The 93 Cobra Booster is much larger than the stock fox Boosters!
 
tunedin302 said:
To adjust the prop rod (ONLY do this after you bleed the brakes about two more times) ... pull the driver front wheel, undo the bolt in the fenderwell that holds the stock PV to the fenderwall. Next, undo the nuts that hold the MC in place. Carefully, pull the MC from the booster with the lines still in tact. You will see a acorn nut on the end of the booster rod. Mark this nut with white out so you know where the starting point was located. You will have to use some vice grips or pliers to hold the booster rod while you turn the acorn nut counter-clockwise about 1 full turn. Reinstall the MC and PV. Be forewarned, if you do this procedure prior to getting all the air out of the lines then the pressure will swell and cause your brakes to become locked after they heat up. You will then have to loosen the nuts on the MC in an emergency situation (essentially disengaging the booster rod from the mc) so you can drive home.

That confused the shyt out of me. I never knew that and if that is true then I will have to remember that when I do my conversion..
 
Shakerhood said:
The 93 Cobra Booster is much larger than the stock fox Boosters!

I'm talking about the MC ... the 93 cobra has a 1" bore on the MC. However, it seems that if the booster on the 93 cobras are larger than the fox then there is no need to upgrade to the sn95 booster. :shrug:
 
oh no problem, after I read it a few times I figured it out. I only have a few pieces to get for my conversion (the biggest thing being tires, so expensive for 17's) and the mc and booster is one of them. Everyone seems to want a lot for them.
 
tunedin302 said:
I'm talking about the MC ... the 93 cobra has a 1" bore on the MC. However, it seems that if the booster on the 93 cobras are larger than the fox then there is no need to upgrade to the sn95 booster. :shrug:


Well the M-2300-K Kit comes with a 93 Cobra M/C and a 93 Cobra Brake Booster, so they are designed to run Cobra discs all the way around.
 
Shakerhood said:
Well the M-2300-K Kit comes with a 93 Cobra M/C and a 93 Cobra Brake Booster, so they are designed to run Cobra discs all the way around.
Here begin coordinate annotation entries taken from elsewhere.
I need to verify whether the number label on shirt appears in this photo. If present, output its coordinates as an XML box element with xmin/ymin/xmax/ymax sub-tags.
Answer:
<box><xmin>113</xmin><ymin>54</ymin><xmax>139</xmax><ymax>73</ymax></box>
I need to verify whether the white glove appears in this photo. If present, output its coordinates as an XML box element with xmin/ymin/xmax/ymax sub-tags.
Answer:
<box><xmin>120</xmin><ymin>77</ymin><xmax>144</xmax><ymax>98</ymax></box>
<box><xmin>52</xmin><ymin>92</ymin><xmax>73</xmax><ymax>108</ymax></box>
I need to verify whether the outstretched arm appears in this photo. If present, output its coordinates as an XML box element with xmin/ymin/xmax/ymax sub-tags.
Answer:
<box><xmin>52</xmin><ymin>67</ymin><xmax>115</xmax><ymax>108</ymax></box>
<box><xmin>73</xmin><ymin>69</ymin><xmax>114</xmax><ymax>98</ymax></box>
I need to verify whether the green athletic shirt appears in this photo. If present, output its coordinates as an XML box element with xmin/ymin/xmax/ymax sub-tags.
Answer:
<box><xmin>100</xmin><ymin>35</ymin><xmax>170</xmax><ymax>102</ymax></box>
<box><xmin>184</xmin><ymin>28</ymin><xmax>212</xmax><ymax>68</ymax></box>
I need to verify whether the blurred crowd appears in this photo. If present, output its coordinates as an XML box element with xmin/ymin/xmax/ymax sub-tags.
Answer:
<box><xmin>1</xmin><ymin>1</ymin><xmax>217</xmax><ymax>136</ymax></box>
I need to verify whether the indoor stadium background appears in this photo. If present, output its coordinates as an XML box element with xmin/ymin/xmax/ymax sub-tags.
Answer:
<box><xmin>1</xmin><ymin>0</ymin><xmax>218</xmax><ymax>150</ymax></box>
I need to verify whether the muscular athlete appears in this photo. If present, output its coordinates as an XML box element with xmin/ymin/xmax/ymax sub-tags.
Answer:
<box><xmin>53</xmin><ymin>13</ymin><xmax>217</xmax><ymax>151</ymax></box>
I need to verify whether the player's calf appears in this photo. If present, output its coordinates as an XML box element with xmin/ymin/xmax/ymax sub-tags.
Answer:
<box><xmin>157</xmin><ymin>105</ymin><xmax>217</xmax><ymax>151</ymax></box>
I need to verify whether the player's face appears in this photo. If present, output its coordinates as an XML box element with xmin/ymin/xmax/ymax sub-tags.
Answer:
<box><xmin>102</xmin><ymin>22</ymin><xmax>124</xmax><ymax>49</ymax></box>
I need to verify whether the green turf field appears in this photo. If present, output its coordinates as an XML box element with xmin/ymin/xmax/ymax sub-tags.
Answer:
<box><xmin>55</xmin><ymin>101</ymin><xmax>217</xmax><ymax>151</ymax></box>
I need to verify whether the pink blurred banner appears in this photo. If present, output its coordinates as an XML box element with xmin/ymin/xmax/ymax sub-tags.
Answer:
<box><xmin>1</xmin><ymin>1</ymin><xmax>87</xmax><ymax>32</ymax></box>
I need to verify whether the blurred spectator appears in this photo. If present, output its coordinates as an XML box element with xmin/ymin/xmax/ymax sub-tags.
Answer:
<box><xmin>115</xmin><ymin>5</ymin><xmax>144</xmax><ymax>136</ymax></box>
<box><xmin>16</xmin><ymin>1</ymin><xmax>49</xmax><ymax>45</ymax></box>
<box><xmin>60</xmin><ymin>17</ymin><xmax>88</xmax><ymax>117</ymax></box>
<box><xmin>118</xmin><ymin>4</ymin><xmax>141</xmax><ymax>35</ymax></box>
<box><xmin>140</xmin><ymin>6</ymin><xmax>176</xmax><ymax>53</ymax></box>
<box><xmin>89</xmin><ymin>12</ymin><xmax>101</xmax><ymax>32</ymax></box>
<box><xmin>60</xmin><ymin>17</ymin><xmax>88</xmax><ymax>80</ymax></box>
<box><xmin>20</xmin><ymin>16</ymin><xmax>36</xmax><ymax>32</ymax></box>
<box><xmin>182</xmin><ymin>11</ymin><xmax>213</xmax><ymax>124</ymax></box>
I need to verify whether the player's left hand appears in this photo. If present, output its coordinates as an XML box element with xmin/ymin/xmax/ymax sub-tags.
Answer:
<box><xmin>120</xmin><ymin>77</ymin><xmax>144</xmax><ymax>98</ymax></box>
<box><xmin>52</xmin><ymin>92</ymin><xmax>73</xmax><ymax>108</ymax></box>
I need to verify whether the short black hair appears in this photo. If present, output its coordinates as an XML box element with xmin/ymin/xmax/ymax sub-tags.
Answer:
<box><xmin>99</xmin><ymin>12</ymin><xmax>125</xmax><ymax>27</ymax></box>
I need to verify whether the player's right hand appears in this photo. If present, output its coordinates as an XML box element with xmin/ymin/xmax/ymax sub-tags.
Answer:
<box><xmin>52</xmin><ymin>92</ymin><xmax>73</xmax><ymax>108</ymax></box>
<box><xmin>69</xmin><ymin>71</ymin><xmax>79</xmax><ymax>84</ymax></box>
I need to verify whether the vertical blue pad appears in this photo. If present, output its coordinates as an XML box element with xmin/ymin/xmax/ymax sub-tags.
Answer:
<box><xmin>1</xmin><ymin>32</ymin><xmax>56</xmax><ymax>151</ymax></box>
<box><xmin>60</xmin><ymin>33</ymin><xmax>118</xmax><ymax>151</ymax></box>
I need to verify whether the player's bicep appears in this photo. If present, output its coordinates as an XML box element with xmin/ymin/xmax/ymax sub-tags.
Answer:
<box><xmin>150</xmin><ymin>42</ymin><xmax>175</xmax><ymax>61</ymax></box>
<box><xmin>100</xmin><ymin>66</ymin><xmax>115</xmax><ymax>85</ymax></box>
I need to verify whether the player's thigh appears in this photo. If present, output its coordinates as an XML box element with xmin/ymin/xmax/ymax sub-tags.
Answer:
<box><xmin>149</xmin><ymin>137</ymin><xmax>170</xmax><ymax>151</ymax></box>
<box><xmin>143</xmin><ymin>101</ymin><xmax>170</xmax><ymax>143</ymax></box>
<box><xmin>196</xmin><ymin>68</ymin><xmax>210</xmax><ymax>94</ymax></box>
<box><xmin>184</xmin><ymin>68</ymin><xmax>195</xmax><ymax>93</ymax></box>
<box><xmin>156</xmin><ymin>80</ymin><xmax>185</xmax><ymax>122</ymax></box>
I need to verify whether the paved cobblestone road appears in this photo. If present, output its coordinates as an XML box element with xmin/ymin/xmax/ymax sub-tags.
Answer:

Hey Shaker ... sorry but I don't understand what you're trying to say. If he already has the 93 cobra MC and booster then there is no need for an upgrade. :shrug:
 
tunedin302 said:
Hey Shaker ... sorry but I don't understand what you're trying to say. If he already has the 93 cobra MC and booster then there is no need for an upgrade. :shrug:

That has been my point from the beginning, I have been saying he has the correct M/C and Booster for the brakes he is running!